If you like cars, you probably like movies about them too, no? And if you then happen to be a writer for a review site, you would write about car movies. Yes? Yes. Well, I like drugs, so I like movies about drugs. It’s really that simple. I like them all: the big Hollywood productions that glamorize the subject, the really weird and strange and trippy ones, and also those that, for the most part, don’t serve so much as entertainment but as a testament, a recording of true events. A warning, you say? No. Not from me. I don’t warn people. I write about movies. It’s that simple.

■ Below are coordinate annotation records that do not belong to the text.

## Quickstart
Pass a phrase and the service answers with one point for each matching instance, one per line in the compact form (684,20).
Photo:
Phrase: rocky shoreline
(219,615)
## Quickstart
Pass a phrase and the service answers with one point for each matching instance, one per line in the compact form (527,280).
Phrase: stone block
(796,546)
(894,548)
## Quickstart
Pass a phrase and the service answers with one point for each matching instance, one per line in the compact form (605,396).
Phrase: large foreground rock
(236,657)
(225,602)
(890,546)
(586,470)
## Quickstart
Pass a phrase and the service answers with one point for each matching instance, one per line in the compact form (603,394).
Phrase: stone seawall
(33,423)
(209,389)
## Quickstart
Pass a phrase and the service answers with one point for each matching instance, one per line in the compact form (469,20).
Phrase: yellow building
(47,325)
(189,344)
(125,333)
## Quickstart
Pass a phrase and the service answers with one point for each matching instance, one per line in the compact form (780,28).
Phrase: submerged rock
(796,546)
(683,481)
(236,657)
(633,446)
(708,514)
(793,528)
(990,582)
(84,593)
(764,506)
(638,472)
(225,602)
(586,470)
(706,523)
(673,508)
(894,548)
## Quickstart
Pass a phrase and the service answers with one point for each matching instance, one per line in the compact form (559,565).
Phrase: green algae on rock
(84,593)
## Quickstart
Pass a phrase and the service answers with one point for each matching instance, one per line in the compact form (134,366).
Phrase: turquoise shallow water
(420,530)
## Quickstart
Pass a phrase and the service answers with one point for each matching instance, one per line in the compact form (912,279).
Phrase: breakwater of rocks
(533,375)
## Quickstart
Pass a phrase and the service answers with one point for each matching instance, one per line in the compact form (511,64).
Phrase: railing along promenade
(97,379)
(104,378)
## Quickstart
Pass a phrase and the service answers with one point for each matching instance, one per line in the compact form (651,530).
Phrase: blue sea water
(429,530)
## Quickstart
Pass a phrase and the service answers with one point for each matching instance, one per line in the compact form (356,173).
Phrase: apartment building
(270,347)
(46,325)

Now, this particular one is of the tough, bleak, horrifying variety. It tells the very real story of Christiane Felscherinow, a then twelve-year-old girl living in 1970s Berlin. It was first published as a series of articles in a German magazine, written by two journalists who wanted to expose the drug scene in the city. They interviewed Christiane, her mother, and several other young addicts for two months. Published as a book in 1979 and made into a movie in 1981, both almost immediately gained cult status. They stirred up quite a controversy; people weren’t used to seeing children so brutally exposed to drugs and prostitution and were shocked and outraged.

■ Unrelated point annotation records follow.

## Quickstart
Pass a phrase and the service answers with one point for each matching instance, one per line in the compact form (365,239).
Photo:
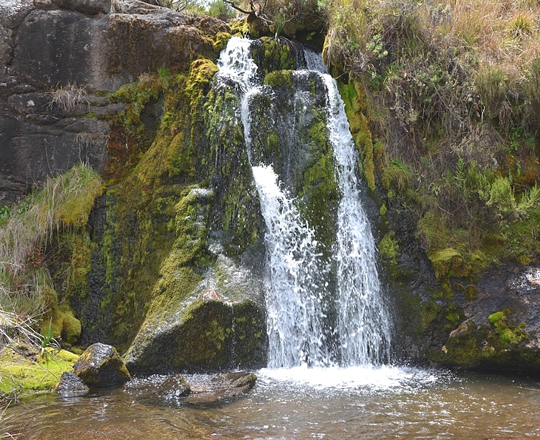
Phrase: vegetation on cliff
(443,101)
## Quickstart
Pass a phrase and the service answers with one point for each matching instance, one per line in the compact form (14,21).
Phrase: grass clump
(27,289)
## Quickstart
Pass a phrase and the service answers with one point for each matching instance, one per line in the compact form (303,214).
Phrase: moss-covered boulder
(203,330)
(71,385)
(101,366)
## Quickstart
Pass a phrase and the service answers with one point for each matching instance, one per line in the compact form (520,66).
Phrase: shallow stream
(336,404)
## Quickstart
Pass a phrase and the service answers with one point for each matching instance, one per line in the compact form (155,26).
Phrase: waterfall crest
(300,295)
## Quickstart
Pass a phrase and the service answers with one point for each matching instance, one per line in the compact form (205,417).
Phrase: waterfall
(298,299)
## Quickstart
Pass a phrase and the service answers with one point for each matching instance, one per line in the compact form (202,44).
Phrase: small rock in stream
(101,366)
(71,385)
(221,387)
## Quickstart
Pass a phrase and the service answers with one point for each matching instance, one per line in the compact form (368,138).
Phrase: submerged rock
(174,387)
(221,387)
(101,366)
(71,385)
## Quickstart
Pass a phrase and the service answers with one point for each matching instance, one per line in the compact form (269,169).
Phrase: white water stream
(298,274)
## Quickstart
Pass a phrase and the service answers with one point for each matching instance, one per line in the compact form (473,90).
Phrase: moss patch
(21,377)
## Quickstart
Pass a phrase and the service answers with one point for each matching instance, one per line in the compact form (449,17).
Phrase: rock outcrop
(58,60)
(101,366)
(71,385)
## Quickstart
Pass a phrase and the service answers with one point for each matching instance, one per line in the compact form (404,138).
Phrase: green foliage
(63,204)
(389,248)
(509,334)
(219,9)
(492,84)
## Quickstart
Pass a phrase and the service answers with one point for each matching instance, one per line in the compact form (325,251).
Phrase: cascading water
(298,298)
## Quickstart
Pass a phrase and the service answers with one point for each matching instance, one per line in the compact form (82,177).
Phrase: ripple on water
(331,404)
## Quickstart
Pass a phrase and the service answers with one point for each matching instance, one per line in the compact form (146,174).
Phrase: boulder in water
(101,366)
(174,387)
(221,387)
(71,385)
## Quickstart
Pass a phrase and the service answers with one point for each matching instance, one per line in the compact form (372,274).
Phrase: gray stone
(71,385)
(89,7)
(101,366)
(222,387)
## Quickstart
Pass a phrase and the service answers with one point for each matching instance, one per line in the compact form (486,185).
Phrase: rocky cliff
(170,265)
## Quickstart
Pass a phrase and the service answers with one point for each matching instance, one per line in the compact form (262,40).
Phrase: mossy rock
(449,263)
(101,366)
(207,335)
(24,377)
(62,323)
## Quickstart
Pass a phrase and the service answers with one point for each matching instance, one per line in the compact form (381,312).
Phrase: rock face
(489,323)
(222,387)
(57,60)
(101,366)
(71,385)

The film follows Christiane living with her mother and younger sister in one of those huge, gray, dreary apartment blocks on the outskirts of the city. Her mother is often away, and she is utterly bored. She befriends a group of local kids and starts using drugs at a very young age. Together, they go to a club in the city where she meets Detlev, Babsi, and others. Things quickly turn from bad to worse: she becomes addicted to heroin and begins prostituting herself.
Filmed on a low budget and featuring mostly first-time actors, the movie has a stark, almost documentary-style feel to it. Accompanied by a great soundtrack from Sir David Bowie himself.
This is NOT a fun drug movie, in any conceivable way. It is a very good one, though.